Com o estabelecimento da doença, acrescenta Elisabete, o âmbito familiar, os sentimentos e comportamentos não saudáveis e viciados causam desconforto emocional. É preciso haver uma ruptura neste padrão, para que os envolvidos possam aprender a responder de forma mais adequada. O primeiro passo terapêutico é a percepção que o doente tem de sua realidade, de sua família, de suas relações, é a identificação das coisas que trazem desconforto. A terapia visa justamente trabalhar com o paciente sobre os caminhos que ele vai seguir para chegar às mudanças que quebrem esse circulo vicioso e tornem as relações mais saudáveis. O estigma que existe sobre a DP leva o indivíduo a isolar-se por vergonha e deixar de frequentar ambientes sociais. O grande enfoque da psicologia na doença crônica, dizem as pesquisadoras, é fazer com que o paciente reestruture seus papéis comprometidos e construa outros mais satisfatórios.

Por outro lado, nem sempre as pessoas da família assumem posturas que a situação exige. A pesquisa identificou manifestações de raiva, de hostilidade, de não-aceitação das limitações do doente. Constatou relações comprometidas e conflituosas quando se estabelecem as dependências nas situações diárias de convivência. Mostrou, também, como nessas relações surge a figura do cuidador, muitas vezes à sua revelia.
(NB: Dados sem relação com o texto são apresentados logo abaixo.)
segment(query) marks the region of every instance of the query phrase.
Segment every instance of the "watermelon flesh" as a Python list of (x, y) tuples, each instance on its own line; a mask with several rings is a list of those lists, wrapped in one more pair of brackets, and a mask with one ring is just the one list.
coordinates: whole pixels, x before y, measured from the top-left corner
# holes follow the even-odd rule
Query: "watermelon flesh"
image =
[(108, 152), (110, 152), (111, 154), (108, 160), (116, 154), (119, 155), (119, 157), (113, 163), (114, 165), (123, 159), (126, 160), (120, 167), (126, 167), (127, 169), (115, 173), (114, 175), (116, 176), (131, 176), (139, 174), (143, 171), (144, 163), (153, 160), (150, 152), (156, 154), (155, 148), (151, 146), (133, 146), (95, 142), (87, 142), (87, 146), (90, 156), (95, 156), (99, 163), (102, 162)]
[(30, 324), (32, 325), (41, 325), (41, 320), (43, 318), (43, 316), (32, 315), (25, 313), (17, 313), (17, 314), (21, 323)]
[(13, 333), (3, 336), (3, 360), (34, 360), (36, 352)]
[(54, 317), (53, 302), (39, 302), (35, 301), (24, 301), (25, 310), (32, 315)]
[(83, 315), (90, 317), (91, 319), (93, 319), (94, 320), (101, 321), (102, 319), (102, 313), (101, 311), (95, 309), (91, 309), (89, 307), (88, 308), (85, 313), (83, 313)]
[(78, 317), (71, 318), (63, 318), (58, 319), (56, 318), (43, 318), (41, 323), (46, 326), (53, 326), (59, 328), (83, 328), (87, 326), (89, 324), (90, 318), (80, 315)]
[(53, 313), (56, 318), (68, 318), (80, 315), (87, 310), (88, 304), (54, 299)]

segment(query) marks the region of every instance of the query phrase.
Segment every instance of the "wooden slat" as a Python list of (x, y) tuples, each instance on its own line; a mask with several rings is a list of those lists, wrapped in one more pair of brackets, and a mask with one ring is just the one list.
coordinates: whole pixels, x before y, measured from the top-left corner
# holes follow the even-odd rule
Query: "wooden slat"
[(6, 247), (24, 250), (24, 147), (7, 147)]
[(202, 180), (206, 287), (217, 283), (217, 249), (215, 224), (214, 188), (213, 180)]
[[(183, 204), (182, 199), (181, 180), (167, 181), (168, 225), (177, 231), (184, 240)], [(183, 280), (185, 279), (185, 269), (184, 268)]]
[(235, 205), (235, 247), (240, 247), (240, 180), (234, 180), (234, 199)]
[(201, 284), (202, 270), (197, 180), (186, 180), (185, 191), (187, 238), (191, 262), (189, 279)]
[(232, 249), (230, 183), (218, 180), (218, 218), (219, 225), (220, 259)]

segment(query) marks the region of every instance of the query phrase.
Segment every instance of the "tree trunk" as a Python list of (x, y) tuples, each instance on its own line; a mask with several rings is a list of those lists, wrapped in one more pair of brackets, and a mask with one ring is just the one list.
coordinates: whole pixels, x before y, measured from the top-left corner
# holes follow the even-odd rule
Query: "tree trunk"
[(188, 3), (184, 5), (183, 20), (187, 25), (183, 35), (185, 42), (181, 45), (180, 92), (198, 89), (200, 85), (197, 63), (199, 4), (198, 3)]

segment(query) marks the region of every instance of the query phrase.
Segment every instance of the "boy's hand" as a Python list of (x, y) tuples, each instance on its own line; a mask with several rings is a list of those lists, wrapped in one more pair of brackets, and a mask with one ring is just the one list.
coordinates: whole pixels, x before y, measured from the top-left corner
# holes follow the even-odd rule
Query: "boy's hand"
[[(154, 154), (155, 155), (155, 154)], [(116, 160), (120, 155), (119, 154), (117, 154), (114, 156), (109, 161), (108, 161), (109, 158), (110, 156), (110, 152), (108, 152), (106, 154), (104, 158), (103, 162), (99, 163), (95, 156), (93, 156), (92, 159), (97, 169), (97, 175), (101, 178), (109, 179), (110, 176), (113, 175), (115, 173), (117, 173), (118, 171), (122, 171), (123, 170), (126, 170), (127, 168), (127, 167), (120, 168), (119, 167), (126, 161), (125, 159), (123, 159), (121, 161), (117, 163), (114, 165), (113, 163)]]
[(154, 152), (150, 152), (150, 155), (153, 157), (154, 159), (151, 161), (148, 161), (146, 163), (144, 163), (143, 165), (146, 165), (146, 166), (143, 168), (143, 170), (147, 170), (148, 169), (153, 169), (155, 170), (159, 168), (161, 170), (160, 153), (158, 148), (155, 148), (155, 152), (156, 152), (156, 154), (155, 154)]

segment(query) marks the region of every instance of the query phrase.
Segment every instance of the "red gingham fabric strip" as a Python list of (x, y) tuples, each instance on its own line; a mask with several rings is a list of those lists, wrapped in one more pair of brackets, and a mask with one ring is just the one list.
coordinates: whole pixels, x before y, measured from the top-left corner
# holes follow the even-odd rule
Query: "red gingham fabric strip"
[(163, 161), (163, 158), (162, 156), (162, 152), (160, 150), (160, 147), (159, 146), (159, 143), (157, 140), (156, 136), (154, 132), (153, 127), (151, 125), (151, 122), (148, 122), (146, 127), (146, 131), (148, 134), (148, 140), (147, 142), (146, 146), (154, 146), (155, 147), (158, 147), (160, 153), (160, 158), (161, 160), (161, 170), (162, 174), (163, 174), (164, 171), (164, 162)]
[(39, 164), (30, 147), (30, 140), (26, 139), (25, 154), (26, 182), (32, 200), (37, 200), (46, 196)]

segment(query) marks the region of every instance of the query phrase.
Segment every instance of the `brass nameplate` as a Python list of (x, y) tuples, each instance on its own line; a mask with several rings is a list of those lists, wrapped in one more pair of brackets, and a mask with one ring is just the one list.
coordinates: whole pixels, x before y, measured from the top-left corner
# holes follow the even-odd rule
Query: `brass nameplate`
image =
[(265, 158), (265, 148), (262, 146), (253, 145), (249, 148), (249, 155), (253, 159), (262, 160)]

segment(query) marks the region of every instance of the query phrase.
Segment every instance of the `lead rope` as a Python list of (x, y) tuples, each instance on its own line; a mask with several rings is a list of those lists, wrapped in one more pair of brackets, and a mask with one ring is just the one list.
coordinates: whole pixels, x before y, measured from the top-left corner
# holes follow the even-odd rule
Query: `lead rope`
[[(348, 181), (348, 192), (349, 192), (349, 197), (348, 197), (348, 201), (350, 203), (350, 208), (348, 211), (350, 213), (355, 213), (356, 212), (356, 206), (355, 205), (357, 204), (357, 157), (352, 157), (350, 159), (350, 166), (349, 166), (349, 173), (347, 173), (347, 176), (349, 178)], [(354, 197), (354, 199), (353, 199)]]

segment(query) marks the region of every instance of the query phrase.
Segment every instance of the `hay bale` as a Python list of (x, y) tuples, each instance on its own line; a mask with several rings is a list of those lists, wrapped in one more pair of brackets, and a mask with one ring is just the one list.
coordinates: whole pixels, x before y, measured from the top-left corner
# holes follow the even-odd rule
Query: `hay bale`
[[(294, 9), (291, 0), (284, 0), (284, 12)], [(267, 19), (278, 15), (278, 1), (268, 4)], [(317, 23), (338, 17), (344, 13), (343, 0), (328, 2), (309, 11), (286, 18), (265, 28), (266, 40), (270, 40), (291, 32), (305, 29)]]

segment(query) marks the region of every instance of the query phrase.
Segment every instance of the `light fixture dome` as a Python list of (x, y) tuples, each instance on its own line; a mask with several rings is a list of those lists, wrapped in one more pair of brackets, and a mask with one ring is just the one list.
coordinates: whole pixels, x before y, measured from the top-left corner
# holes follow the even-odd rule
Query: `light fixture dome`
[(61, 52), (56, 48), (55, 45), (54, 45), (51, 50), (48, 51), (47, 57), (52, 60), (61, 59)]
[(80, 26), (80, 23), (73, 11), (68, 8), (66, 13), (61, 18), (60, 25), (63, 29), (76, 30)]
É o caso da filha mais jovem que no entendimento da família já havia completado seus estudos. Ela vê tolhidos seus desejos pessoais, pois queria trabalhar. São situações que geram sentimentos de raiva e de culpa. Erika lembra que o problema é agravado pelos imperativos da vida contemporânea em que as pessoas buscam seus projetos individuais, o que contribui para deprimir ainda mais doente e cuidador.

Sobre a pesquisa, Erika conclui: “eu queria ressaltar que na doença crônica, entre outras, se considere também o aspecto psicológico. Não se deve focar somente no aspecto da doença física, mas enxergar também a doença emocional envolvida, que acaba sendo um complicador. Essa postura ajuda muito na melhora e na adesão ao tratamento”.

Quando os alunos da FCM da Unicamp passam pelo Departamento de Neurologia, a professora Elisabete tem oportunidade de colocá-los em contato com essas realidades.  Ela constata que os próprios médicos sentem essa necessidade que nem sempre sabem ou conseguem trabalhar ou encaminhar, mas a consciência da classe médica em relação ao problema é cada vez maior. E conclui: “Minha atuação junto aos alunos tem como objetivo despertá-los para as contingências psicológicas da doença, promovendo mudanças na percepção do futuro médico com relação aos cuidados com a pessoa que adoece”.